Is there some special case where a fermion can mediate a force? Looking at the comments of this questions
Does the gravitino contribute to the gravitational interaction? and even considering that the answers here in this other question Why are all force particles bosons? do explain why a force carrier needs to be bosonic, I still wonder if there are some particular cases where a fermion similar to a gaugino could mediate a force.
A case in mind, that could avoid the issues on angular momentum conservation, is zero-range interactions ("contact" interactions). Still, I can not see how such beast could be described with a Lorentz invariant Lagrangian.
 A: It depends  on your definition of force. Force means a change in momentum, ~dp/dt  , so any change in momentum in a Feynman diagram is a force. For example this diagram for compton scattering 

says yes.
If one is talking of gauge theories and exchanged bosons , because those are the ones that build up the  three, electromagnetic, weak, strong ( maybe four if gravity is unified) forces , then no, by the construction.

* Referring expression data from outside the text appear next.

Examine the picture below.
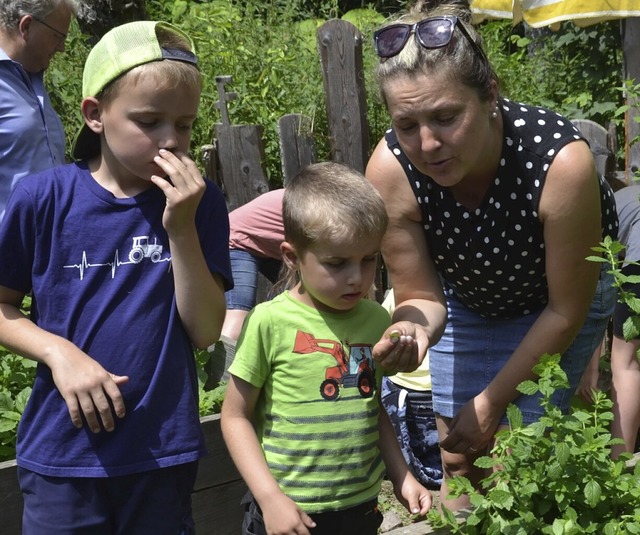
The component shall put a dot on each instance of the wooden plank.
(241, 155)
(217, 510)
(297, 144)
(10, 499)
(340, 47)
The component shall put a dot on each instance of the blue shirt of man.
(31, 134)
(32, 138)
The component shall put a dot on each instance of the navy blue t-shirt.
(99, 268)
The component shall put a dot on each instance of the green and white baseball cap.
(120, 50)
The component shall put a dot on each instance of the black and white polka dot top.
(492, 259)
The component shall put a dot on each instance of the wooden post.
(631, 70)
(240, 154)
(340, 47)
(297, 145)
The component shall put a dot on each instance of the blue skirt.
(473, 349)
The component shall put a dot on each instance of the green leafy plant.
(16, 377)
(210, 399)
(555, 476)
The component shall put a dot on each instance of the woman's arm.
(570, 212)
(420, 304)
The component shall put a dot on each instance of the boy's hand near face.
(183, 192)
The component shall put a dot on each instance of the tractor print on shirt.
(141, 248)
(353, 371)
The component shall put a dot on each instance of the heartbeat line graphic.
(133, 259)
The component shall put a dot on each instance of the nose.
(168, 138)
(354, 276)
(429, 139)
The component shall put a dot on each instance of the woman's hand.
(402, 347)
(473, 428)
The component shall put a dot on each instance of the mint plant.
(555, 476)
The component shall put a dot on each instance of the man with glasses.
(31, 134)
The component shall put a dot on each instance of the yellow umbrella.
(538, 13)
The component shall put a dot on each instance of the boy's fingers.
(114, 394)
(89, 412)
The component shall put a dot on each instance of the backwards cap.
(120, 50)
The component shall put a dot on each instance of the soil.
(395, 514)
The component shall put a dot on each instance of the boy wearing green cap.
(125, 253)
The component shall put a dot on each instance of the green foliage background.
(268, 47)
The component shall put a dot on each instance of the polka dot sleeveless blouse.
(492, 259)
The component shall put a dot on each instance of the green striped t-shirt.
(317, 417)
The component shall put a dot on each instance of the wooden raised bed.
(216, 496)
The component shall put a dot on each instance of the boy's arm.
(281, 514)
(87, 388)
(415, 497)
(199, 294)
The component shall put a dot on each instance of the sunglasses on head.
(432, 32)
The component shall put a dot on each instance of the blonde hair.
(458, 60)
(329, 201)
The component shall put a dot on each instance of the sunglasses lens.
(390, 40)
(435, 33)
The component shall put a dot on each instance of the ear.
(493, 94)
(289, 255)
(24, 25)
(92, 114)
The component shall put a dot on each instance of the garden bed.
(216, 496)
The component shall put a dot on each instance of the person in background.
(302, 417)
(493, 206)
(126, 255)
(625, 367)
(255, 236)
(407, 399)
(31, 134)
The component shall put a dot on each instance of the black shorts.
(363, 519)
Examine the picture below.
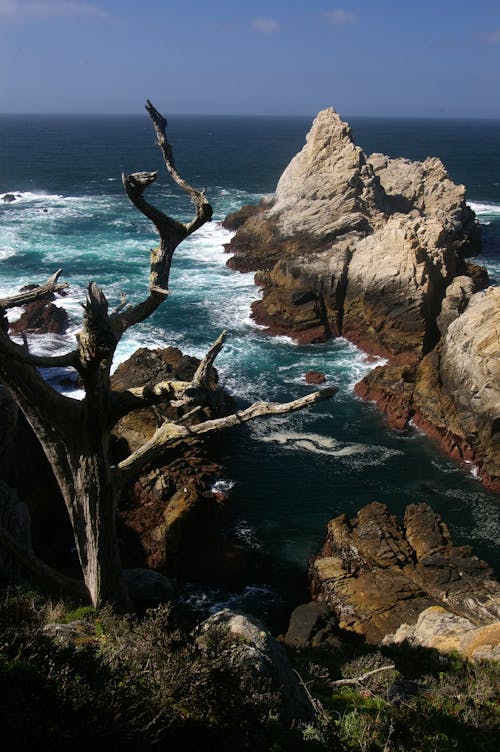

A: I think this would be tricky, since any force mediator (at least from conventional thinking) must have a three-valent vertex, two of which are the charged object and one of them is the force carrier. If the force carrier is a fermion, I don't think this combination can be Lorentz invariant (spin zero combination).
A: It depends what you would accept as a valid answer but two bosons could feel a small force resulting from a virtual fermion loop for example. Does that count?
A: Besides the need of having a Lorentz invariant term, there is another "against" that comes only when we consider classic fields. If we restore units, a Planck constant appears in the kinetic term of the fermion field, telling that it will disappear in the limit $\hbar \to 0$. But of course this "non-go" argument is bypassed by any macroscopic electrical current.